Name Type Description Default
program Program

The reward program to wrap.

required
name str

Optional. string name of the reward instance.

None
in_mask list

Optional. list of keys to keep to compute the reward.

None
out_mask list

Optional. list of keys to remove to compute the reward.

None
Source code in synalinks/src/rewards/reward_wrappers.py
@synalinks_export("synalinks.rewards.ProgramAsJudge")
class ProgramAsJudge(Reward):
    """Wrap a `Program` into a `Reward`.

    You can use this to create advanced reward functions that use a Synalinks `Program`.
    The program should have two inputs and one output.

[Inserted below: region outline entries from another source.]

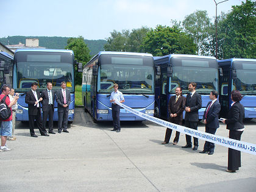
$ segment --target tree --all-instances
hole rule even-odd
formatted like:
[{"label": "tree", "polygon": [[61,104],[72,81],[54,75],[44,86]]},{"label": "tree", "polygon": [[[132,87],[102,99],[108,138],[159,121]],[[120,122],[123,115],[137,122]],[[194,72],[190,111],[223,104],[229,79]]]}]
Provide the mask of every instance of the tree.
[{"label": "tree", "polygon": [[128,51],[141,52],[143,49],[141,47],[143,38],[146,36],[149,29],[143,26],[140,29],[133,29],[132,30],[128,37],[127,43],[129,46]]},{"label": "tree", "polygon": [[129,30],[123,30],[122,32],[114,30],[110,34],[111,37],[107,38],[107,43],[104,44],[105,51],[127,51]]},{"label": "tree", "polygon": [[197,46],[197,54],[207,54],[207,44],[212,37],[213,25],[206,10],[197,10],[185,16],[182,22],[187,34],[190,35]]},{"label": "tree", "polygon": [[141,43],[149,29],[142,27],[133,29],[130,32],[129,30],[123,30],[122,32],[114,30],[111,32],[111,37],[107,39],[105,44],[105,51],[143,52]]},{"label": "tree", "polygon": [[[232,6],[218,24],[218,57],[256,57],[256,2]],[[212,50],[212,52],[214,52]]]},{"label": "tree", "polygon": [[144,38],[142,48],[155,56],[172,53],[194,54],[196,49],[193,39],[177,25],[171,27],[160,25],[151,29]]},{"label": "tree", "polygon": [[[68,45],[65,47],[66,49],[71,49],[74,51],[74,58],[83,65],[85,65],[90,59],[90,50],[84,41],[84,37],[79,36],[78,38],[70,38],[68,40]],[[82,73],[77,72],[77,66],[76,66],[75,80],[76,85],[82,84]]]}]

    **Note:** The output data model/schema should have a field named `reward`.

    Example:

    ```python
    # ... your program declaration

    program = synalinks.Program(
        inputs=x0,
        outputs=xn,
    )

    program.compile(
        reward=synalinks.rewards.ProgramAsJudge(program=program)
        optimizer=synalinks.optimizers.RandomFewShot(),
    )
    ```

    Args:
        program (Program): The reward program to wrap.
        name (str): Optional. string name of the reward instance.
        in_mask (list): Optional. list of keys to keep to compute the reward.
        out_mask (list): Optional. list of keys to remove to compute the reward.
    """

    def __init__(
        self,
        program,
        reduction="sum_over_batch_size",
        name=None,
        in_mask=None,
        out_mask=None,
    ):
        super().__init__(
            name=name,
            reduction=reduction,
            in_mask=in_mask,
            out_mask=out_mask,
        )
        self.program = program

    async def call(self, y_true, y_pred):
        result = await self.program([y_true, y_pred])
        return float(result.json().get("reward", 0.0))

    def get_config(self):
        config = super().get_config()
        config.update({"program": self.program})
        return config

    def __repr__(self):
        return f"<ProgramAsJudge({self.program})>"

RewardFunctionWrapper

Bases: Reward

Wrap a stateless function into a Reward.

You can use this to quickly build a reward from a function. The function needs to have the signature fn(y_true, y_pred).

Example:

def my_reward(y_true, y_pred):
    # ...
    return reward

program.compile(
    reward=synalinks.rewards.RewardFunctionWrapper,
    optimizer=synalinks.optimizers.RandomFewShot()
)

Parameters:

Name Type Description Default
fn callable

The reward function to wrap, with signature fn(y_true, y_pred, **kwargs).

required
name str

Optional. string name of the reward instance.

None
in_mask list

Optional. list of keys to keep to compute the reward.

None
out_mask list

Optional. list of keys to remove to compute the reward.

None
**kwargs keyword arguments

Keyword arguments to pass on to fn.

{}
Source code in synalinks/src/rewards/reward_wrappers.py
@synalinks_export("synalinks.rewards.RewardFunctionWrapper")
class RewardFunctionWrapper(Reward):
    """Wrap a stateless function into a `Reward`.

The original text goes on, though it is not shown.